The shoot apical meristem (SAM) is the structure that shapes the aerial architecture of the plant, by producing lateral organs throughout development. In the model plant Arabidopsis thaliana, the SAM is always identifiable as a characteristic dome, whether it is found in the centre of a rosette of leaves or at the tip of an inflorescence. When senescence occurs and organogenesis ceases, the now inactive SAM still retains its characteristic appearance and it is never consumed into a terminal structure, such as a flower. Mutant plants that undergo termination represent a valuable tool to understand how the SAM structure and function are maintained during plant life.

The aim of this work was to investigate the dynamics of meristem development through morphological and genetic studies of three Arabidopsis mutants that exhibit distinct modes of SAM termination: distorted architecture 1 (dar1), adenosine kinase 1 (adk1) and terminal flower 2 (tfl2). The dar1 mutation is characterised by a severely distorted cellular architecture within the SAM. We propose that dar1 affects the pattern of cell differentiation and/or cell proliferation within the SAM apical dome, resulting in termination by meristem consumption. Instead, the adk1 mutation affects the organogenic potential of the SAM, without altering its structure.
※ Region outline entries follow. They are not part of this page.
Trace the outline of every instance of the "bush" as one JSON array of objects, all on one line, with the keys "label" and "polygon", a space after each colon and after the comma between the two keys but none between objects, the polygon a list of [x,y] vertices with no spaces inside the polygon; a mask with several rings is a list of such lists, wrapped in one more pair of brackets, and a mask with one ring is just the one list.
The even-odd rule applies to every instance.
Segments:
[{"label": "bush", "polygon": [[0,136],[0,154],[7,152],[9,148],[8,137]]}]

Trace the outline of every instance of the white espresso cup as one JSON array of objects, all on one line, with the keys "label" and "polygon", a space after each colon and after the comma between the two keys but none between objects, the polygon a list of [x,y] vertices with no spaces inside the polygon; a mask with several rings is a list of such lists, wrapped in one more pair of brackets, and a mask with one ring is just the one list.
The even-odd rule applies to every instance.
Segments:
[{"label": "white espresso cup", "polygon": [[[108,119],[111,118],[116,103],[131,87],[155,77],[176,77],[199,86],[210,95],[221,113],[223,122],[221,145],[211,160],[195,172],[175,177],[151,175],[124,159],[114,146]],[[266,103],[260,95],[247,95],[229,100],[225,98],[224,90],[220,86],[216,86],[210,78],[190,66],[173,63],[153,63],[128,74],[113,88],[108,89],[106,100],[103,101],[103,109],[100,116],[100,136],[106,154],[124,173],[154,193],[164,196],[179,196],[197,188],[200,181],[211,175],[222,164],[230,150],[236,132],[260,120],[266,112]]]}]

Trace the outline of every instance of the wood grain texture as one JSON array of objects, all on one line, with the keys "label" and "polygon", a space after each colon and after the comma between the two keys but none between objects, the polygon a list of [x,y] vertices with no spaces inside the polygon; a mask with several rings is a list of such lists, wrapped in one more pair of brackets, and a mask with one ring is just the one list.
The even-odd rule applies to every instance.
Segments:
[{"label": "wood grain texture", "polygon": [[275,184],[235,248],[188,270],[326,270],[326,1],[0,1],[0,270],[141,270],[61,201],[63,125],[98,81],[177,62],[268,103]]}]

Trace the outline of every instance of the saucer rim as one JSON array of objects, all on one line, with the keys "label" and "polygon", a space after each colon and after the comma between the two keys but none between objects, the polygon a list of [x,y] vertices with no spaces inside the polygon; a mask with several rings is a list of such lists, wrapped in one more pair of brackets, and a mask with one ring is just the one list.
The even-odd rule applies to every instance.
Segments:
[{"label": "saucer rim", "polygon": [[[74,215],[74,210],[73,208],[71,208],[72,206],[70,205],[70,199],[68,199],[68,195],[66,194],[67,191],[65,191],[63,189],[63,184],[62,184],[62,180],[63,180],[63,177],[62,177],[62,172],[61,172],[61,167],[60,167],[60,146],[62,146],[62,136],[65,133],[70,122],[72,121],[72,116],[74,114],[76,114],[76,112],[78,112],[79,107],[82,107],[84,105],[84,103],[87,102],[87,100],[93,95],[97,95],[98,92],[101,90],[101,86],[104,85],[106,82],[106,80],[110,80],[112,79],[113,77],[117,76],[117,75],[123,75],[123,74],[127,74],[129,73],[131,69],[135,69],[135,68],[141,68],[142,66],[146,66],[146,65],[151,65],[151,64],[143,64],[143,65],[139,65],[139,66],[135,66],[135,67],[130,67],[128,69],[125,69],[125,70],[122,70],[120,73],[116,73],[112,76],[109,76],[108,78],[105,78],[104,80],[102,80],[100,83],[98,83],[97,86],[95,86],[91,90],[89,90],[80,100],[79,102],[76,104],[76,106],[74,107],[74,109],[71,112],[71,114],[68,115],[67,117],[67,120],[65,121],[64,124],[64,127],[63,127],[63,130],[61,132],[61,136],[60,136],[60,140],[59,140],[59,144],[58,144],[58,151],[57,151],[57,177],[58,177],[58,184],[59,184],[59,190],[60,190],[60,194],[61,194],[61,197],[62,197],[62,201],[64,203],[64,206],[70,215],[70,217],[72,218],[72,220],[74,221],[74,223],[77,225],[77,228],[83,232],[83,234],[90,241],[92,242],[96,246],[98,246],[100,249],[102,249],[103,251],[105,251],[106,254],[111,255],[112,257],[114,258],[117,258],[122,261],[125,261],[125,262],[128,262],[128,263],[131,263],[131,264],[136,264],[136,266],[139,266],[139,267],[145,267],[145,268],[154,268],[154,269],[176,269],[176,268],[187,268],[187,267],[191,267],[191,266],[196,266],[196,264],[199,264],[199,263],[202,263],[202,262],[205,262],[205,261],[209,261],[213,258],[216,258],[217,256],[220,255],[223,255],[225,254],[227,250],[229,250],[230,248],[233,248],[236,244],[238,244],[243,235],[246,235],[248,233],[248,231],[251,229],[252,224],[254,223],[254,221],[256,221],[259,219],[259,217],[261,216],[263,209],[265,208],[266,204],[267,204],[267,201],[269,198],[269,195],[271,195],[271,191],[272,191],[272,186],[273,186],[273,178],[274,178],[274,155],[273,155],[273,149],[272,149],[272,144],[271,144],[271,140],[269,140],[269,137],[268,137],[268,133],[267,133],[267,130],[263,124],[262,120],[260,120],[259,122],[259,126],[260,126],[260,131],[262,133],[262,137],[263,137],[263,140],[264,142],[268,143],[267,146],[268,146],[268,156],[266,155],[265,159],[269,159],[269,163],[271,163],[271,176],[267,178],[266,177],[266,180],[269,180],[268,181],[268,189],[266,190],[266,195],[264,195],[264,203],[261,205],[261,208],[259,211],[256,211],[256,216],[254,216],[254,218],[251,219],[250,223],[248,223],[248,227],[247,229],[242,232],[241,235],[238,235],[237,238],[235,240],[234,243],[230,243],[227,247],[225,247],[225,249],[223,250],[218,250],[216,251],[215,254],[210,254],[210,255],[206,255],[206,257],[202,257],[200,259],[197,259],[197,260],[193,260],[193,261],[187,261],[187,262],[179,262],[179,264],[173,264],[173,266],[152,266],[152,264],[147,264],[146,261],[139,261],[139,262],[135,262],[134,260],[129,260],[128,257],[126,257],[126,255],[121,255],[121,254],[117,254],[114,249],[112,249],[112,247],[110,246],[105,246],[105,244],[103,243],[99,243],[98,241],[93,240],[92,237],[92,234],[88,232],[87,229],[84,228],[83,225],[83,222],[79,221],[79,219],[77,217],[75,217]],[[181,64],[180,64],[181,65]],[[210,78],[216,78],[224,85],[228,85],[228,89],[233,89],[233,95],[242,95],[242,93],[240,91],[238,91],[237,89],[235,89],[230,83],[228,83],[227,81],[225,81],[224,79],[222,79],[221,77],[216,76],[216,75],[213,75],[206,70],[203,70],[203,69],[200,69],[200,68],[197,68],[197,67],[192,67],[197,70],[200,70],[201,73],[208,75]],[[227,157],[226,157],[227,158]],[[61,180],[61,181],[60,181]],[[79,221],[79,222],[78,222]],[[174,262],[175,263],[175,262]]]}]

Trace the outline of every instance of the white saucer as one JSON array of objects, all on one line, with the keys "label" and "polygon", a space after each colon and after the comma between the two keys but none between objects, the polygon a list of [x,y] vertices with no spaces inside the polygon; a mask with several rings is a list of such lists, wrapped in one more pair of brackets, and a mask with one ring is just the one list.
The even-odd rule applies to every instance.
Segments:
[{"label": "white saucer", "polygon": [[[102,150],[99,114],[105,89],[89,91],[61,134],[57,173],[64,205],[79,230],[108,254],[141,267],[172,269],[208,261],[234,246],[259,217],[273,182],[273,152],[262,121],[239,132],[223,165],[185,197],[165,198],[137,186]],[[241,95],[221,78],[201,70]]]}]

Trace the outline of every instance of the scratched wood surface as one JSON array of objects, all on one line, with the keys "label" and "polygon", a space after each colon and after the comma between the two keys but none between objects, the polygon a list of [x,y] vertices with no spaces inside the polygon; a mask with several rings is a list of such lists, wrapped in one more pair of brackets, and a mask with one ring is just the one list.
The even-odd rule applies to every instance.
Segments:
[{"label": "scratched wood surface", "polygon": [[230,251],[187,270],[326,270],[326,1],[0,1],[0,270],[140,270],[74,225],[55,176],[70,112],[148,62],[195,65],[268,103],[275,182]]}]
The adk1 mutant has increased levels of cytokinins and, as a consequence of this, cell division is enhanced and cell differentiation is prevented in the apex, causing termination by meristem arrest. Finally, tfl2 is mutated in the conserved chromatin remodelling factor HP1, a transcriptional repressor with multiple roles during plant development. The tfl2 SAM terminates by conversion into a floral structure, due to de-repression of floral identity genes. Interestingly, tfl2 mutants also show an altered response to light, an indication that TFL2 might act as a repressor also in the context of light signalling.